BONN Wer sind die Neuerer heute und in welche Richtung bewegt sich die Kunst? Nicht mehr und nicht weniger als diese Frage möchte der Intendant der Bundeskunsthalle, Robert Fleck, mit der neuen Ausstellung "Neugierig?" beantworten.
"Mao Marilyn" heißt dieser Gelatine-Silber-Abzug. (Foto: dpa)
Doch die Schau belohnt dafür mit zahlreichen Überraschungen, die den Besucher auch schon einmal im wahrsten Sinne des Wortes ins Stolpern bringen können. Gleich am Eingang fällt man fast über einen wie tot am Boden ausgestreckten jungen Mann - einen Torero. Die Sammlung Gensollen aus Marseille hat diese Performance von Pierre Joseph geschickt.
Ebenso wie kommt die Performance "Selling Out" von Tino Seghal, der die Besucher zu Voyeuren macht. Eine Frau im roten Kostüm mit einem Namensschild der Bundeskunsthalle am Revers bietet in dieser Inszenierung einen semi-professionellen Striptease.
Im Nebenraum stellt die Olbricht Collection unter anderem Werke von Jake und Dinos Chapman aus, wie etwa das Modell eines McDonalds-Restaurants. - Als böse Kulturkritik. Zu den verstörendsten Werken zählt "Operation Rose" von Gelitin aus der Pariser Collection Antoine de Galbert, eine Art Operationssaal. Auf dem OP-Tisch befindet sich ein unförmiges, riesiges Stofftier.

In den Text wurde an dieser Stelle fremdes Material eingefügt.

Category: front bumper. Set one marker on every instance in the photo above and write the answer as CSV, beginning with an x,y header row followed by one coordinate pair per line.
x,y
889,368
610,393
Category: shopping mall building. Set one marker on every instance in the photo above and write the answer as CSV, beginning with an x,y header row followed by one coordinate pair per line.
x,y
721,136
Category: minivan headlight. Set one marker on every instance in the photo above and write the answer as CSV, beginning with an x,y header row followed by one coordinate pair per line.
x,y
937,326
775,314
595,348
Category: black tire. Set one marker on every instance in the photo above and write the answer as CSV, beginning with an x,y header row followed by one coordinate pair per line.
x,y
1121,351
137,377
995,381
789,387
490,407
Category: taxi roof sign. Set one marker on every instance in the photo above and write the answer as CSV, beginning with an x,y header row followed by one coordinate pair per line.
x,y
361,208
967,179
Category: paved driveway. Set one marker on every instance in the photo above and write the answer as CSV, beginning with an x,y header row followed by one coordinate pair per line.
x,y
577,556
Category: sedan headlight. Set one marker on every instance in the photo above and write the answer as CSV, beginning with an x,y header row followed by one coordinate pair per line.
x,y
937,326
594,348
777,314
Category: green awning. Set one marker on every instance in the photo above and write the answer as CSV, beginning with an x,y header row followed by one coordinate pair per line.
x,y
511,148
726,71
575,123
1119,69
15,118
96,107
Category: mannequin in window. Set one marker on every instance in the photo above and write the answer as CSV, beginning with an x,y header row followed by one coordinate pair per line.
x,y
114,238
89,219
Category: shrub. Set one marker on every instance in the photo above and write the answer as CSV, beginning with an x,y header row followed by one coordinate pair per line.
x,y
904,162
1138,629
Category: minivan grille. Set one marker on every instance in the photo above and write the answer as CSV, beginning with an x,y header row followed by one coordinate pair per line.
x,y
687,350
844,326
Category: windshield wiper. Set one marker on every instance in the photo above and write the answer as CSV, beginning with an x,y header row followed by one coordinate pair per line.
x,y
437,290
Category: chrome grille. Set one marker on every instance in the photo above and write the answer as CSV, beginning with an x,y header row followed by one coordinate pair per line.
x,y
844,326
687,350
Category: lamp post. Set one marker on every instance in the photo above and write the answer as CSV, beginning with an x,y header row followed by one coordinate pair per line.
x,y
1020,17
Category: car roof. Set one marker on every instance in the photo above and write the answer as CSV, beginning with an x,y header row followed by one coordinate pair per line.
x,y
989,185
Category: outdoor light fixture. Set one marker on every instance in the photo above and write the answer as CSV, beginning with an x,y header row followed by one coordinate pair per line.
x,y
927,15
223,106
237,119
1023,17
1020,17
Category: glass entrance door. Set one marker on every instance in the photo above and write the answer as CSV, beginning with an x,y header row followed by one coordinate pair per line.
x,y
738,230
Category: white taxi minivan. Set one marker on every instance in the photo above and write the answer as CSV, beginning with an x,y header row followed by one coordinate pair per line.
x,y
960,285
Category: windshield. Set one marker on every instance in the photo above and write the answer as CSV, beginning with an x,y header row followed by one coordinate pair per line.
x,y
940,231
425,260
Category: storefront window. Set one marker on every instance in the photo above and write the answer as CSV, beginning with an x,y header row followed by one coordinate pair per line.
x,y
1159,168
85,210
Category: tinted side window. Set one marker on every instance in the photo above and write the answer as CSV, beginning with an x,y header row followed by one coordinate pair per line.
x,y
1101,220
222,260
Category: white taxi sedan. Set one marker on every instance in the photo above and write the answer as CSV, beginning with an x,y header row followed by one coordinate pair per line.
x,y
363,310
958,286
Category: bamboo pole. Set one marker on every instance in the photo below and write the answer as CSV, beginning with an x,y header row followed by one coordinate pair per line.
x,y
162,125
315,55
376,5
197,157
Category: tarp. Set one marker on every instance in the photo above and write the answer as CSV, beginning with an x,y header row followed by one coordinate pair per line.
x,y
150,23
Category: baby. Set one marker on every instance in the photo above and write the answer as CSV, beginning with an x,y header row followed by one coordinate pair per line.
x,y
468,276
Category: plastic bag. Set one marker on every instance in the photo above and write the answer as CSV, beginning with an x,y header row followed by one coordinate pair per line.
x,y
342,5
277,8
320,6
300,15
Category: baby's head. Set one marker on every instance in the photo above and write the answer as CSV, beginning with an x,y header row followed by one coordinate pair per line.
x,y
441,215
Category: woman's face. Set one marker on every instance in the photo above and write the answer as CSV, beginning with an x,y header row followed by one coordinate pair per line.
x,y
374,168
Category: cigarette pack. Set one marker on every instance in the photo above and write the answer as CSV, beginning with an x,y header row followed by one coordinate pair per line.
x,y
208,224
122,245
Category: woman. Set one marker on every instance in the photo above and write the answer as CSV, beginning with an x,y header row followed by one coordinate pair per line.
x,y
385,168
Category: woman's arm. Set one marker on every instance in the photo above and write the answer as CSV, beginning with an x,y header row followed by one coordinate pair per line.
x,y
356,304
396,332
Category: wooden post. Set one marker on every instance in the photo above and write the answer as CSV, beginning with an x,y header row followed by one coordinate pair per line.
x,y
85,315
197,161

Mondrian-Zitate Zur Malerei der Gegenwart in der Ausstellung gehören Arbeiten unter anderem von Thomas Scheibitz und Mathieu Mercier, der Piet Mondrian zitiert.Die privaten Kunstliebhaber würden ihre Sammlungen erstaunlich breit anlegten, stellt Fleck fest. Beachtlich sei auch, dass sehr viele Künstler zu sehen seien, die nicht auf der aktuellen Hit-Liste stünden, welche derzeit die internationalen Kunst-Versteigerungen beherrsche. Die privaten Kunstsammlungen in Deutschland seien weltführend, betont Fleck.
- Bundeskunsthalle Bonn, Friedrich-Ebert-Allee 4: "Neugierig", bis 12.5., Di/Mi 10-21 Uhr, Do-So 10-19 Uhr.